Калинич поспешно оглянулся — огромный, с покрасневшим лицом Булаев стоял за его спиной.
— Спасибо! — на ходу бросил Калинич, вновь устремляясь вперед. И тотчас же Булаев поспешил вслед за ним. Они бились рядом, спиной друг к другу, успевая вовремя отражать удары и вовремя наносить их так, что противник уже больше не поднимался. Так же, как и перед Зимским, перед ними мелькали мундиры, фляги, каски, перекошенные лица, так же, как и Зимский, они продвигались, словно во сне или в чаду, и мозг уже отупел и не воспринимал впечатлений.
Но в отличие от Зимского Калинич видел, куда надо идти, и видел, как, словно острый клин, врезались наши, рассекая противника, и в голове этого клина находился майор Данько. Последние минуты этой битвы протекали с молниеносным изменением обстановки: вот кто-то не выдержал на левом фланге вражеского фронта, стал поспешно откатываться назад; вот упал смертельно раненный майор Данько, на какое-то мгновение возникло замешательство, и Калинич поспешил туда. Он что-то кричал, подняв автомат над головой. Слов его не было слышно, но все, кто его увидел, бросились к нему. Рядом с ним находился Булаев, возвышающийся на голову над всеми. В тельняшке, разорванной от плеча до плеча, испачканный кровью, он был страшен, и Зимский едва узнал его. Булаев, как тень, неотступно следовал за комиссаром, и Алексей также устремился за ними. И в этот миг наступил окончательный перелом. Враг вдруг не выдержал и стал поспешно откатываться назад, к спасительной броне своих танков. Он отступал так быстро, что вскоре между ним и защитниками равелина образовался значительный разрыв. Калинич, находящийся впереди всех, мгновенно понял, чем это грозит, и что было мочи прокричал:
— Наза-а-ад! Немедленно всем в равелин! Захватить с собой раненых! — и затем, взглянув на Булаева, кивнул в сторону убитого Данько. Булаев понял жест комиссара и подхватил майора на руки.
— Скорей! Скорей! — торопил Калинич, широко и энергично махая рукой. Солдаты и матросы суетливо стекались к равелину. Передние уже вбегали во двор, встречаемые раскатистым голосом Евсеева:
— Молодцы, орлы! Живо по местам! Усов! Ланская! Живей принимайте раненых!

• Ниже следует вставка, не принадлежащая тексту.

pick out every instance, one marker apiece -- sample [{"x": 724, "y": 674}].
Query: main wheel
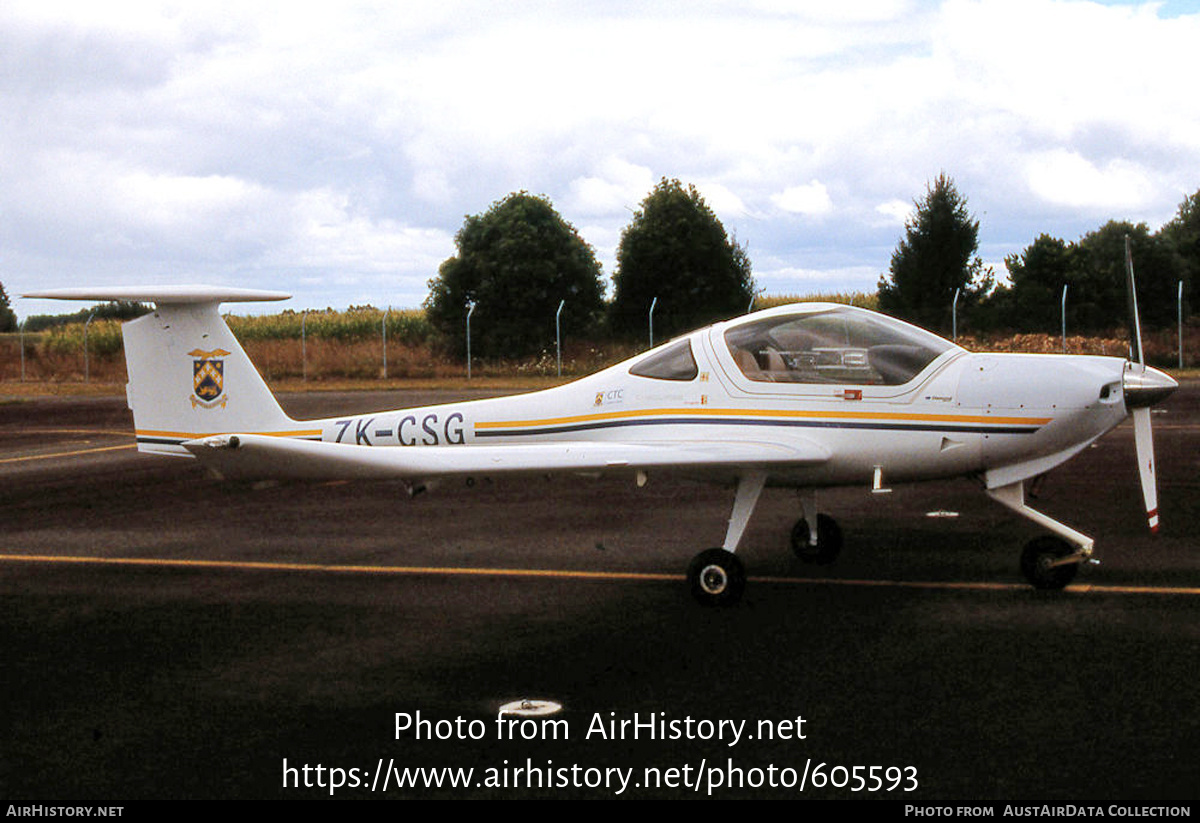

Последние бойцы подошли к воротам все вместе, отчего проход сразу стал узким. Это было удивительно похоже на поток воды: средние пулей влетали во двор, в то время как крайние медленно продвигались, придавленные к стенам. Отрывисто лязгнула железная дверь, закрытая последним бойцом. Загремел тяжелый засов. Пространство под аркой стали быстро заваливать приготовленными накануне бухтами тросов. Ворота на Северную больше не должны были открываться!
Защитники равелина отошли как нельзя более своевременно. Не успели еще люди занять свои боевые места, как вновь немецкие танки открыли частый огонь.
Теперь, сидя за толстыми стенами и прислушиваясь к грохоту, матросы с удовлетворением вспоминали Калинича.
— Молодец комиссар! Вовремя очухался!
— А что, хлопцы! Автоматом он здорово махал! До чего лютый в бою!